On nous dit que Thomas Mann est aujourd'hui négligé par les jeunes écrivains allemands au profit de son frère Heinrich, qui a publié, sous le titre de Sujet, une si cruelle et si forte satire du bourgeois allemand moyen, de l'homme wilhelmisé, si on me permet ce néologisme. Mais dans ces problèmes de modes et de préférences, la politique joue un très grand rôle dans l'Allemagne contemporaine, et nous n'avons pas à intervenir dans ces questions, Heinrich Mann n'est certes pas négligeable, mais il nous est nécessaire de connaître son frère, Thomas, avant lui, d'abord parce qu'il est son aîné et ensuite parce que, des deux, Thomas est certainement le plus artiste et plus capable de séduire des esprits français. On sera certainement de notre avis quand on aura lu Tonio Kröger, qui est une de ces œuvres courtes et parfaites, où un homme enferme le meilleur de soi-même: réussites presque involontaires, comme Manon Lescaut, que l'on écrit parfois en se jouant et qui portent plus loin un nom que les gros livres auxquels on a donné tout son effort.
*
* *
Thomas Mann est d'autant plus près de nous qu'il n'est pas tout à fait un Allemand, sa mère étant une créole de race latine. Son père était un important marchand de la ville de Lübeck où il est né lui-même, le 6 juin 1875.

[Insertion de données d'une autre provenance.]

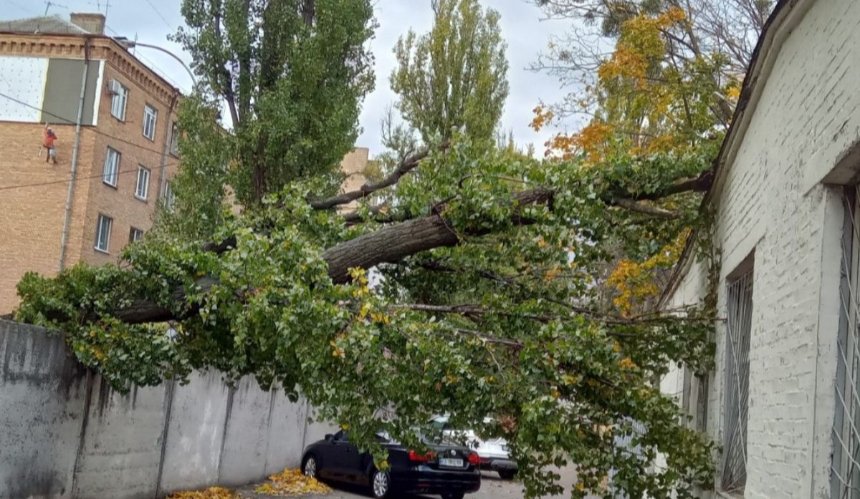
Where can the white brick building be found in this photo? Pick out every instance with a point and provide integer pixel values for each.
(786, 229)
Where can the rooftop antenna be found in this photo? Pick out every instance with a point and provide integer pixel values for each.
(49, 4)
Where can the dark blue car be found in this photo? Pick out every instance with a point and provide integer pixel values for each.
(448, 470)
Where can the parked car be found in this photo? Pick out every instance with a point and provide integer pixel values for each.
(448, 470)
(493, 453)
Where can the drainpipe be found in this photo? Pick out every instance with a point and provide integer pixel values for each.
(167, 142)
(70, 196)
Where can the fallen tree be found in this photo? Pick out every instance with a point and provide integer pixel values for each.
(488, 303)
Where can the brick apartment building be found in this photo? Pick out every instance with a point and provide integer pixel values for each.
(116, 151)
(114, 119)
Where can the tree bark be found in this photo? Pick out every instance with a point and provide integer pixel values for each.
(390, 244)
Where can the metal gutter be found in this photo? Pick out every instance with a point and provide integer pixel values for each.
(70, 196)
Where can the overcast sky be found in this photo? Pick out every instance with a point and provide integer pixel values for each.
(150, 21)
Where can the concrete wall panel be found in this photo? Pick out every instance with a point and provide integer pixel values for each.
(65, 433)
(245, 442)
(122, 442)
(42, 394)
(197, 420)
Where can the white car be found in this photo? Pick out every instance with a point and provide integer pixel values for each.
(493, 453)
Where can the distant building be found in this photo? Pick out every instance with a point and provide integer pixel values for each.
(353, 167)
(116, 148)
(111, 172)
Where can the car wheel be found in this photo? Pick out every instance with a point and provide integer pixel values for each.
(507, 474)
(310, 467)
(380, 482)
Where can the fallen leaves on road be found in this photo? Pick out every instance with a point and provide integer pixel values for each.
(292, 483)
(210, 493)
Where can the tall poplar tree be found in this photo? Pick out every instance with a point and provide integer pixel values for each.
(454, 77)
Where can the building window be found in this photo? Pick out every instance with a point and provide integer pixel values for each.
(168, 197)
(174, 139)
(142, 190)
(149, 118)
(845, 471)
(119, 99)
(737, 373)
(103, 228)
(111, 170)
(135, 235)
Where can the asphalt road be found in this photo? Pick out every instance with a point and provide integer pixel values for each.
(492, 487)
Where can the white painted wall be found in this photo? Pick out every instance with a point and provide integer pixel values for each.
(773, 202)
(22, 78)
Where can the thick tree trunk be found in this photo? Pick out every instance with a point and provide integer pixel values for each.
(388, 244)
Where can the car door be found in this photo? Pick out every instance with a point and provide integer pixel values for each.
(345, 460)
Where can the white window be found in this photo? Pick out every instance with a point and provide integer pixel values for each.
(844, 471)
(135, 235)
(168, 196)
(111, 171)
(103, 233)
(739, 297)
(118, 100)
(149, 118)
(142, 189)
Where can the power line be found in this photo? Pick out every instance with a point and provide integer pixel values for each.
(166, 22)
(93, 129)
(149, 62)
(53, 182)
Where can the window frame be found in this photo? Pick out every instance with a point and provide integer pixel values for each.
(114, 173)
(145, 196)
(740, 306)
(135, 235)
(150, 111)
(119, 94)
(100, 222)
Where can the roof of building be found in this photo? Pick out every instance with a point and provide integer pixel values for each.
(784, 17)
(42, 24)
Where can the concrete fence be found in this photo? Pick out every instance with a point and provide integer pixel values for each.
(65, 433)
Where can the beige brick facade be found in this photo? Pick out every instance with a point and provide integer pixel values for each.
(33, 194)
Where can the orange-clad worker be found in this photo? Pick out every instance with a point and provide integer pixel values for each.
(48, 142)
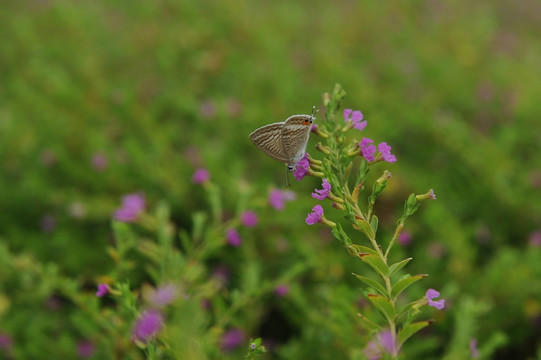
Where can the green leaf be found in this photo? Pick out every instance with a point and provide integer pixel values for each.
(383, 305)
(372, 326)
(409, 330)
(377, 264)
(399, 265)
(403, 283)
(373, 284)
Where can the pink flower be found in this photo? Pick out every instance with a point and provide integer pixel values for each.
(430, 295)
(232, 339)
(148, 325)
(323, 193)
(277, 198)
(385, 151)
(368, 149)
(132, 206)
(233, 237)
(200, 176)
(302, 167)
(103, 289)
(315, 216)
(281, 290)
(248, 218)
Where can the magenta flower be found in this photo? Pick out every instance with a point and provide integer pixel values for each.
(200, 176)
(368, 149)
(430, 295)
(315, 216)
(132, 206)
(248, 218)
(148, 325)
(85, 349)
(277, 198)
(163, 295)
(404, 238)
(302, 167)
(233, 237)
(232, 339)
(323, 193)
(281, 290)
(103, 289)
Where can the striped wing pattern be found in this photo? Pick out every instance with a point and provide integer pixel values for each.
(268, 139)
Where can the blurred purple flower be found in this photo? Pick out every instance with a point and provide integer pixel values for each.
(277, 198)
(301, 169)
(315, 216)
(248, 218)
(404, 238)
(47, 223)
(473, 348)
(103, 289)
(85, 349)
(323, 193)
(233, 237)
(99, 162)
(148, 325)
(281, 290)
(132, 206)
(163, 295)
(200, 176)
(385, 151)
(368, 149)
(430, 295)
(232, 339)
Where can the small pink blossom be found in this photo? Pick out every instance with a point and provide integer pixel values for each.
(103, 289)
(315, 216)
(248, 218)
(430, 295)
(323, 193)
(148, 325)
(200, 176)
(233, 237)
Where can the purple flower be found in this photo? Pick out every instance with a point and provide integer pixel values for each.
(103, 289)
(473, 348)
(404, 238)
(367, 148)
(99, 162)
(431, 294)
(322, 194)
(356, 119)
(233, 237)
(85, 349)
(132, 206)
(248, 218)
(385, 151)
(302, 167)
(231, 339)
(281, 290)
(163, 295)
(200, 176)
(148, 325)
(277, 198)
(315, 216)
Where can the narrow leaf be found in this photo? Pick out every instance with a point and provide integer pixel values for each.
(403, 283)
(399, 265)
(377, 264)
(384, 306)
(409, 330)
(373, 284)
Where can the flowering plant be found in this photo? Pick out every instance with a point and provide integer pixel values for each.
(335, 170)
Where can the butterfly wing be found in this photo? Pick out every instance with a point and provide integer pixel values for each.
(268, 139)
(295, 133)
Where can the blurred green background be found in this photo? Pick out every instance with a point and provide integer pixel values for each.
(100, 99)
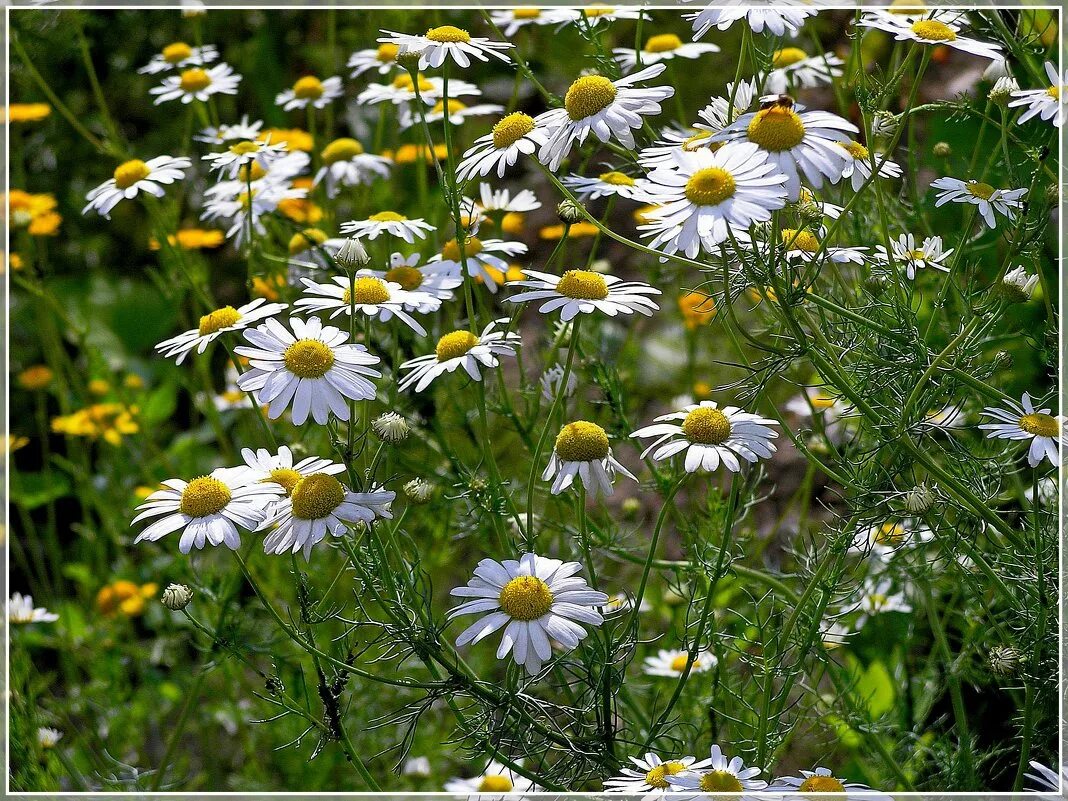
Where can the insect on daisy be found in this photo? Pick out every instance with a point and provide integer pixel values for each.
(1023, 421)
(609, 109)
(214, 325)
(310, 91)
(318, 504)
(135, 176)
(718, 774)
(582, 450)
(208, 509)
(314, 367)
(648, 775)
(701, 195)
(198, 83)
(1046, 104)
(584, 292)
(533, 599)
(987, 198)
(460, 349)
(710, 436)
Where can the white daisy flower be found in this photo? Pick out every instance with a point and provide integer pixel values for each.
(648, 775)
(987, 198)
(662, 47)
(1047, 104)
(822, 780)
(214, 325)
(373, 296)
(20, 610)
(345, 163)
(797, 141)
(795, 68)
(446, 42)
(608, 184)
(481, 257)
(718, 774)
(513, 136)
(318, 504)
(609, 109)
(382, 58)
(496, 782)
(584, 292)
(671, 663)
(388, 222)
(179, 56)
(460, 349)
(208, 509)
(198, 83)
(314, 367)
(710, 436)
(582, 450)
(1023, 421)
(310, 91)
(905, 251)
(534, 599)
(787, 17)
(858, 166)
(940, 28)
(704, 193)
(135, 176)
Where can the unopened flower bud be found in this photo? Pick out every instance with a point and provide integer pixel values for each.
(176, 597)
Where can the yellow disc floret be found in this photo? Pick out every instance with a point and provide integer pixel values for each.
(203, 497)
(525, 598)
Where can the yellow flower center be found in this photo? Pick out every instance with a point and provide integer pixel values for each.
(581, 441)
(451, 250)
(657, 776)
(409, 278)
(129, 173)
(709, 187)
(176, 52)
(933, 31)
(448, 34)
(308, 359)
(720, 781)
(706, 426)
(341, 150)
(287, 477)
(980, 190)
(194, 80)
(1040, 425)
(775, 129)
(368, 291)
(512, 128)
(308, 88)
(582, 285)
(387, 217)
(787, 56)
(821, 784)
(203, 497)
(615, 178)
(218, 319)
(454, 345)
(662, 43)
(800, 240)
(525, 598)
(589, 95)
(316, 496)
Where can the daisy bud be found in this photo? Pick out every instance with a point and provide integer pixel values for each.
(176, 597)
(419, 490)
(570, 211)
(391, 427)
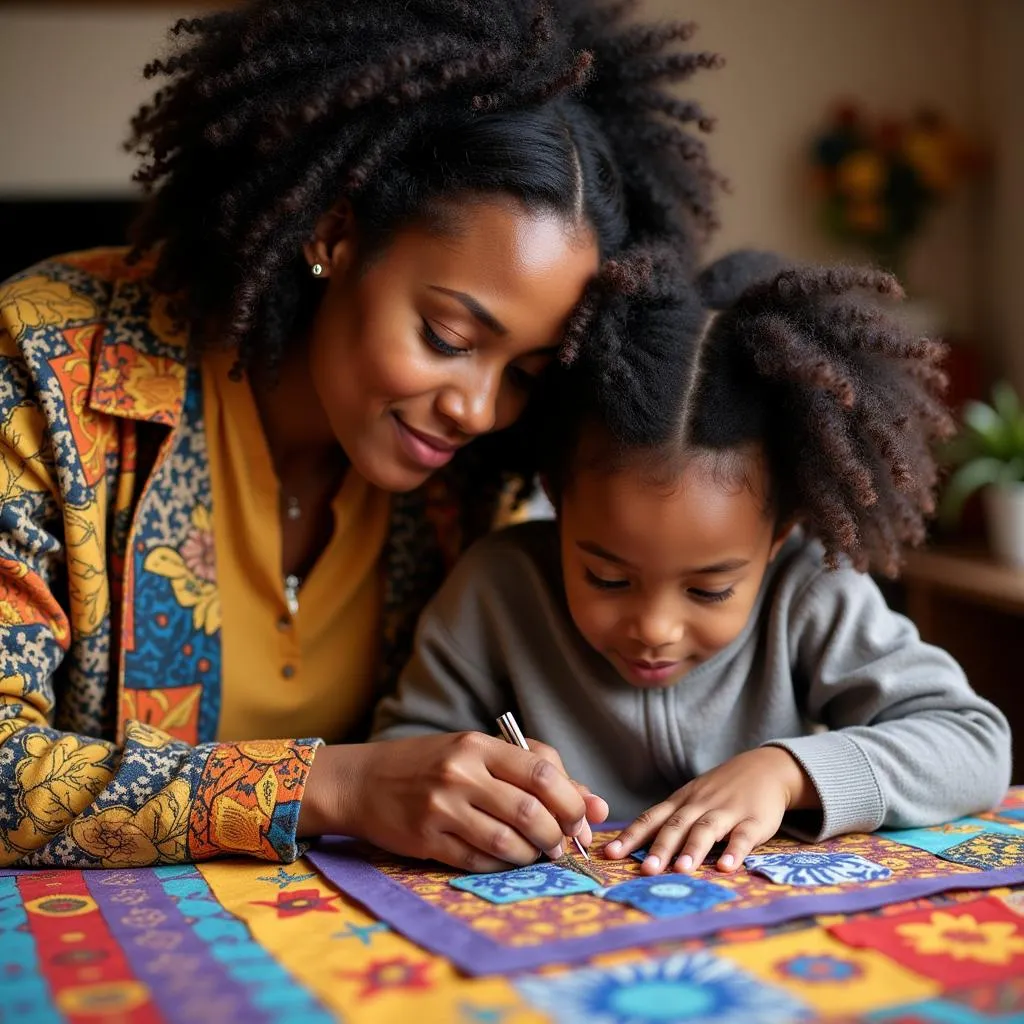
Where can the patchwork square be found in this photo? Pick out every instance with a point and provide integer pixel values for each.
(816, 868)
(827, 974)
(987, 851)
(936, 839)
(694, 987)
(669, 895)
(525, 883)
(957, 945)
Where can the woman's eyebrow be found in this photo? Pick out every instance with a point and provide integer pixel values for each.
(487, 318)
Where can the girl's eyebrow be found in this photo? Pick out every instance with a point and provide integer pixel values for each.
(480, 313)
(595, 549)
(727, 565)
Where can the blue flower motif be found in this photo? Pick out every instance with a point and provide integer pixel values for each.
(816, 868)
(819, 967)
(669, 895)
(684, 988)
(525, 883)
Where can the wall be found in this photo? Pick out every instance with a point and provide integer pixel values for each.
(786, 61)
(1003, 111)
(71, 78)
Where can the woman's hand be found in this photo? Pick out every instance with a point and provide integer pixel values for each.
(468, 800)
(742, 799)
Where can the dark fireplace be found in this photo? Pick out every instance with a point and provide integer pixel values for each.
(31, 229)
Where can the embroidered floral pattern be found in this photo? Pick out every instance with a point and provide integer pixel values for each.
(87, 352)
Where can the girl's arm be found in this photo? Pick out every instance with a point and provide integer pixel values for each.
(909, 742)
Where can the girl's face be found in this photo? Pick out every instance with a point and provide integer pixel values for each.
(658, 579)
(439, 337)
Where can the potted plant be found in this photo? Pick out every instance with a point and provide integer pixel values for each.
(988, 454)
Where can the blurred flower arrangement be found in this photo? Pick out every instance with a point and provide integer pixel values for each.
(879, 179)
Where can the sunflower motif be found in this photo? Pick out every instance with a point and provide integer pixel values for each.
(965, 938)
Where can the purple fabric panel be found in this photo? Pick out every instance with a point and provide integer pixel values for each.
(443, 934)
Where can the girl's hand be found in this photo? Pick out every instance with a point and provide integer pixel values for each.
(465, 799)
(743, 799)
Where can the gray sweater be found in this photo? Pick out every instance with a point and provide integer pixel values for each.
(906, 742)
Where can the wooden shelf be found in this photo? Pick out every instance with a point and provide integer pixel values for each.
(966, 602)
(970, 573)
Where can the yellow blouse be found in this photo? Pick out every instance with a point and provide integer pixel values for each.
(285, 674)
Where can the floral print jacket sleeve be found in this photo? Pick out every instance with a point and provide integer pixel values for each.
(109, 638)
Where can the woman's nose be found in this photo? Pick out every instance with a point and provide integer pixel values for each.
(472, 404)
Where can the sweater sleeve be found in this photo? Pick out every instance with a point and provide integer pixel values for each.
(454, 681)
(907, 741)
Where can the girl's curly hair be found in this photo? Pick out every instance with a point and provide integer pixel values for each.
(273, 112)
(810, 364)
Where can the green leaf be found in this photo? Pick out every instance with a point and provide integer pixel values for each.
(969, 478)
(1013, 471)
(985, 423)
(1006, 402)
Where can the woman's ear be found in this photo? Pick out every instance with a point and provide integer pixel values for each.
(333, 244)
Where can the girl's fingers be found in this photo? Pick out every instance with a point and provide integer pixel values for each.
(744, 837)
(636, 834)
(669, 840)
(704, 834)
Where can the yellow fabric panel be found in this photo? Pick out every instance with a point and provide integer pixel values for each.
(304, 675)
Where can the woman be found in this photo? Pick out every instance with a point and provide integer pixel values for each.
(231, 457)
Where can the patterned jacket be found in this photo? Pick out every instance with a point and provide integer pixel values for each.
(110, 613)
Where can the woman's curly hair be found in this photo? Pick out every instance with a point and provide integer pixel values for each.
(813, 365)
(275, 111)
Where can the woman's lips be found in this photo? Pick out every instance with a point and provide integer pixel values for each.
(426, 450)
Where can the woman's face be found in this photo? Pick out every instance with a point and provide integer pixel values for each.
(439, 337)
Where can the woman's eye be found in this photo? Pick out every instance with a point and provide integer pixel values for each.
(434, 340)
(601, 584)
(712, 596)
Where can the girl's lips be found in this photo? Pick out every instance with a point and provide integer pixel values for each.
(651, 672)
(427, 451)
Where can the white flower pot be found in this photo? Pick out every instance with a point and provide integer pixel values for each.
(1005, 511)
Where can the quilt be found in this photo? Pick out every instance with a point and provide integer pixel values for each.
(525, 920)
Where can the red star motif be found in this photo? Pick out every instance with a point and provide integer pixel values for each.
(291, 904)
(383, 976)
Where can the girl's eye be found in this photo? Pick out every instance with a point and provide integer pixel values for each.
(595, 581)
(434, 340)
(712, 596)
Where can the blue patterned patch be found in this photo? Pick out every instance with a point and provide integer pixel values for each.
(695, 988)
(940, 838)
(525, 883)
(939, 1012)
(816, 868)
(669, 895)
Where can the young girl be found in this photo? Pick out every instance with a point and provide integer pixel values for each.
(237, 459)
(700, 602)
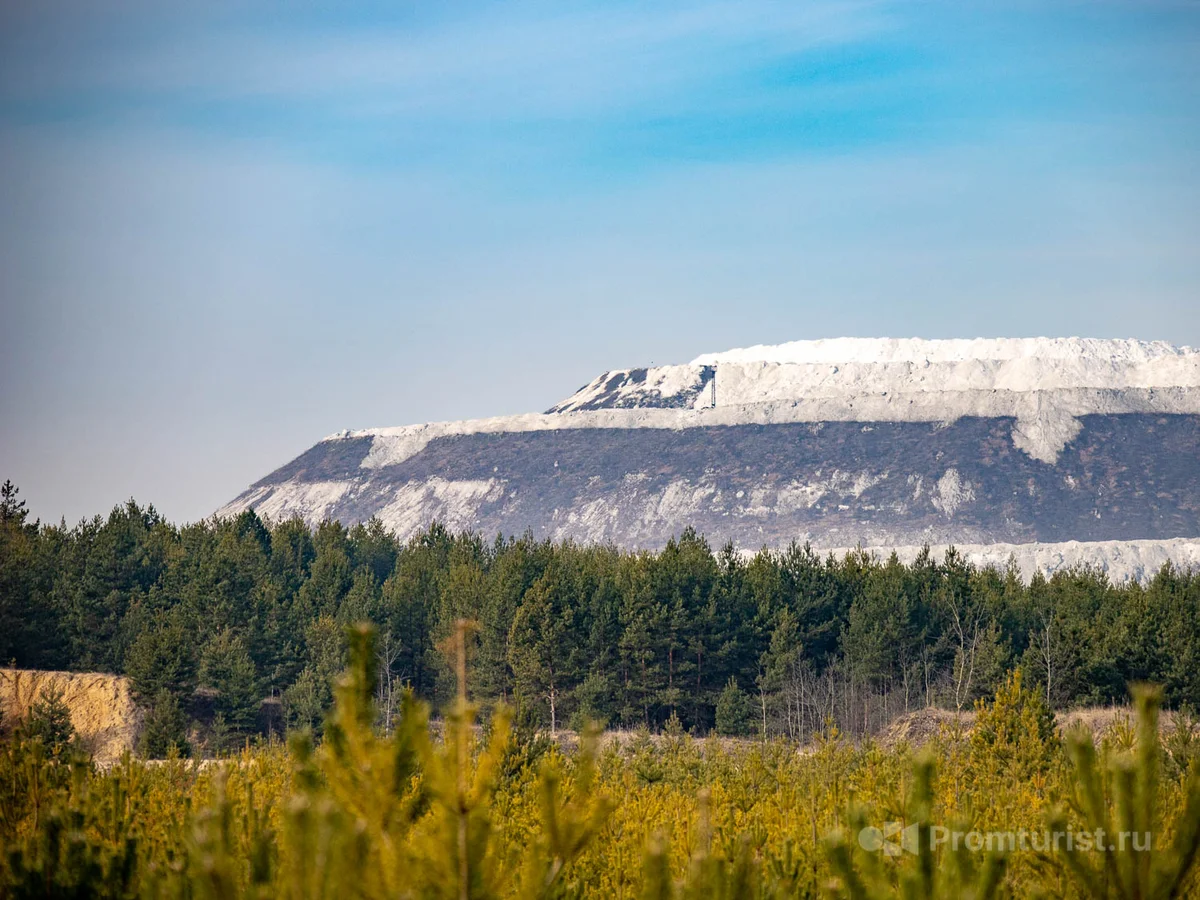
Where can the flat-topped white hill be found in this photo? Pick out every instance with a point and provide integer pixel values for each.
(1123, 352)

Ces vieilles villes hanséatiques ont eu une antique civilisation autonome qui remonte au moyen âge. C'est peut-être dans leurs familles patriciennes que la prussification de l'Empire, dans la seconde moitié du dix-neuvième siècle, a rencontré le plus de sourdes résistances. Ces marchands opulents et orgueilleux avaient connu la liberté. Ils avaient une autre tradition que celle des hobereaux que l'on sait. Si j'indique rapidement ces traits, c'est qu'ils font mieux comprendre la figure de Thomas Mann et celle, aussi, de ce Tonio Kröger, qui lui ressemble comme un frère,—et dans les circonstances présentes, mieux qu'un frère.
Cette naissance à Lübeck et cette double origine germanique et latine expliquent une grande partie du talent de Thomas Mann; cela explique surtout cette sorte de division intérieure qu'on lui voit et la part énorme qui, dans son œuvre, est faite à la nostalgie.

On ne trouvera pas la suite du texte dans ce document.